Oui, en quelques sortes, il ne faut pas oublier que notre université est en construction. La première université a été crée après l’indépendance, ça ne veut pas dire par ailleurs qu’il n’y a pas de travail qui se fait et qu’il n’y a pas d’autres disciplines. J’ai donné l’exemple de la Moudawana. Il y a l’exemple aussi de l’IER qui a été accompagnée par un certain nombre d’intellectuels. Les travaux présentés lors de cette conférence : sur l’histoire, la mémoire…est aussi une contribution intellectuelle qui accompagne ces questions enjeux.
L’Université ne fonctionne pas uniquement comme une institution, les acteurs de l’université, c’est à dire les chercheurs accompagnent ces changements, mais cela dépend aussi du degré d’implication de l’acteur universitaire dans les débats de la société. C’est ce qui fait la différence entre les chercheurs qui s’impliquent dans les problématiques dans le domaine des sciences sociales et sciences politiques et qui ont un rapport avec le contexte dont nous débattons et la conférence : nous parlons de la transition.
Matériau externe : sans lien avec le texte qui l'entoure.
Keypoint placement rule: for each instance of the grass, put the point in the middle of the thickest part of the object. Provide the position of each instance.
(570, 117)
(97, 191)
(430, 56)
Que pensez-vous de la relation dialectique – dans le contexte de transition- entre l’université et les politiques ? Est-ce qu’il y a assez d‘interactions ?
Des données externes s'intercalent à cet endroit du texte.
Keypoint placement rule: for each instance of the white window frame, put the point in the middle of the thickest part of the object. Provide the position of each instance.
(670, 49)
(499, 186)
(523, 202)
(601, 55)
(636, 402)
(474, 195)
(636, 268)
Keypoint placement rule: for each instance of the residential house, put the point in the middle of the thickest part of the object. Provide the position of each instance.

Je ne vois pas une grande interaction, pour plusieurs raisons, d’abord, le savoir et la connaissance ne sont pas toujours perçus comme étant une autorité. Des fois quand les intellectuels formulent une analyse sur le politique, le politique reste frileux. C’est peut être pour cette raison qu’on parle de silence des intellectuels.
On ne considère pas que, quelque part, il faut une médiation de la connaissance. Le champs politique a sa propre logique, a sa propre dynamique, a ses propres tensions, etc. Ce qui est normal dans une dynamique du champ politique. On a besoin d’un espace où il y a une analyse qui prend de la distance par rapport à tout cela, pour le refléter sur le champ politique afin qu’il se remette en question, et que les ajustements se forment …

Vous pensez à quelle forme?

Si on prend par exemple le cas français, chaque fois qu’il y a un débat, on fait appel à un philosophe, à un sociologue pour s’exprimer sur la question. Leurs analyses sont acceptées par les politiques.
C’est ce genre d’intervention qui est nécessaire, c'est-à-dire l’interaction, il ne s’agit pas d’être proche du politique. Chacun joue son rôle, le champ politique a sa propre logique tout autant que le champ de la connaissance, mais il faut que le rôle de ce dernier le place dans une position de distanciation et d’objectivation. C'est-à-dire ne pas tomber dans le jugement où en tant que donneur de leçons. C’est ce qui crée des frilosités dans le champ politique. On n’a pas de débat interne dans le champ politique, et pas de débat entre les intellectuels et le politiques non plus à quelques exceptions près.

Vous pensez à une forme de communication entre les intellectuels, les chercheurs, et la classe politiques ? Est-ce que les politiques ne sont pas au niveau des intellectuels ?

Ou bien les intellectuels ne sont pas au niveau de produire de vraies idées, lorsqu’on pose les bonnes idées, les idées s’imposent. La production intellectuelle n’est pas abondante.
Vous parler des problèmes d’appui à la recherche ?
Oui, entre autres. Il faudrait aussi que chaque universitaire trouve la motivation nécessaire en lui-même pour faire de la recherche. Ça se fait par certains, mais ce n’est pas suffisant. Les chercheurs qui sont capables de mener un bon débat se comptent sur le bout des doigts.